Free cash flow takeaway
A quick read on the company's cash generation and what it means for investors.
Oracle's free cash flow turned deeply negative in the current quarter, driven by a substantial capital expenditure outlay that far exceeded operating cash flow. The cash conversion cycle showed a marked deterioration compared to both the prior quarter and the year-ago period.
- Revenue increased from the prior quarter, but operating cash flow dropped sharply, resulting in a much weaker cash conversion rate. The combination of lower operating cash flow and significantly higher capital expenditure produced a large negative free cash flow and a deeply negative margin.
- Compared to the immediately preceding quarter, operating cash flow was lower and capital expenditure was higher, causing free cash flow to worsen from a modest negative to a large negative. Versus the same quarter one year earlier, revenue was higher and operating cash flow improved, but capital expenditure increased more than proportionally, resulting in a similar but larger negative free cash flow outcome.
FCF snapshot
Quarterly and TTM cash-flow metrics with the minimum valuation context.
TTM free cash flow
-$13.2B
Trailing twelve-month free cash flow.
Quarter free cash flow
-$10.0B
Free cash flow in the selected fiscal quarter.
Operating cash flow
$2.1B
Cash generated by operations before capital spending.
CapEx
$12.0B
Capital spending and related asset purchases.
FCF margin
-62.1%
The share of revenue converted into free cash flow.
Cash flow trend
A short quarterly history shows whether FCF is scaling with revenue or only spiking for one period.

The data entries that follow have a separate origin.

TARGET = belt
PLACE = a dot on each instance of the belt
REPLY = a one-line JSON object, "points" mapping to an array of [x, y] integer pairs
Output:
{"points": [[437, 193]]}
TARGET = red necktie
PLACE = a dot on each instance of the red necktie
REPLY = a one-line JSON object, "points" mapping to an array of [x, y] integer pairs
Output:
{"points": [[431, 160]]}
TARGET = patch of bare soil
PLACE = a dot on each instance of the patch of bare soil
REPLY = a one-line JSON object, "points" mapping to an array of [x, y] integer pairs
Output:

| Period | Revenue | Operating CF | CapEx | FCF | FCF margin |
|---|---|---|---|---|---|
| 2025-02-28 | $14.1B | $5.9B | $5.9B | $71.0M | 0.5% |
| 2025-05-31 | $15.9B | $6.2B | $9.1B | -$2.9B | -18.4% |
| 2025-08-31 | $14.9B | $8.1B | $8.5B | -$362.0M | -2.4% |
| 2025-11-30 | $16.1B | $2.1B | $12.0B | -$10.0B | -62.1% |
Cash conversion quality
Checks that separate high-quality free cash flow from accounting noise or working-capital timing.

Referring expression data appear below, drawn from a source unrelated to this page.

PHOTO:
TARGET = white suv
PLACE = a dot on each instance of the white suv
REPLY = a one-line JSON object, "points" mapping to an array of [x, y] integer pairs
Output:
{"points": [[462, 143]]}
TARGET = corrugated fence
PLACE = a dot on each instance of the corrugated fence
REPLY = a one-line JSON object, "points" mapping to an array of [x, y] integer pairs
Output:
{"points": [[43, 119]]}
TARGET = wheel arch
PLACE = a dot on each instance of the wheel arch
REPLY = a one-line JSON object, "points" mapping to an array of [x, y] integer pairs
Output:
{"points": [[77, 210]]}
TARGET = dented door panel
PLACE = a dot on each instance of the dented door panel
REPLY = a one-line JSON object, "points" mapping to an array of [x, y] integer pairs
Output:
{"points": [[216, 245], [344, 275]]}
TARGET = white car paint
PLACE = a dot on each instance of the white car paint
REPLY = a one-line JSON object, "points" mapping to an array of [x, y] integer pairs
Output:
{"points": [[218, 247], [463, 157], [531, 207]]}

| FCF / net income | -162.5% | Shows whether accounting earnings convert into cash. |
| CapEx / revenue | 74.9% | Lower capital intensity usually supports FCF margin. |
| Net cash | n/a | Cash and equivalents minus total debt. |
Recent events shaping cash flow
Near-term business events that help explain the free cash flow result.
Elevated Capital Expenditure
Capital expenditure surged in the current quarter, far exceeding operating cash flow, which drove free cash flow deeply negative. This is the strongest observable driver of the quarter's cash flow performance.
If capital spending remains at this elevated level without a commensurate rise in operating cash flow, free cash flow will continue to be pressured.
What the cash flow says
How to interpret the company's free cash flow beyond the headline number.
Revenue increased from the prior quarter, but operating cash flow dropped sharply, resulting in a much weaker cash conversion rate. The combination of lower operating cash flow and significantly higher capital expenditure produced a large negative free cash flow and a deeply negative margin.
Compared to the immediately preceding quarter, operating cash flow was lower and capital expenditure was higher, causing free cash flow to worsen from a modest negative to a large negative. Versus the same quarter one year earlier, revenue was higher and operating cash flow improved, but capital expenditure increased more than proportionally, resulting in a similar but larger negative free cash flow outcome.
Monitor whether capital expenditure levels normalize in upcoming quarters, as the current spending rate is the primary factor behind the negative free cash flow.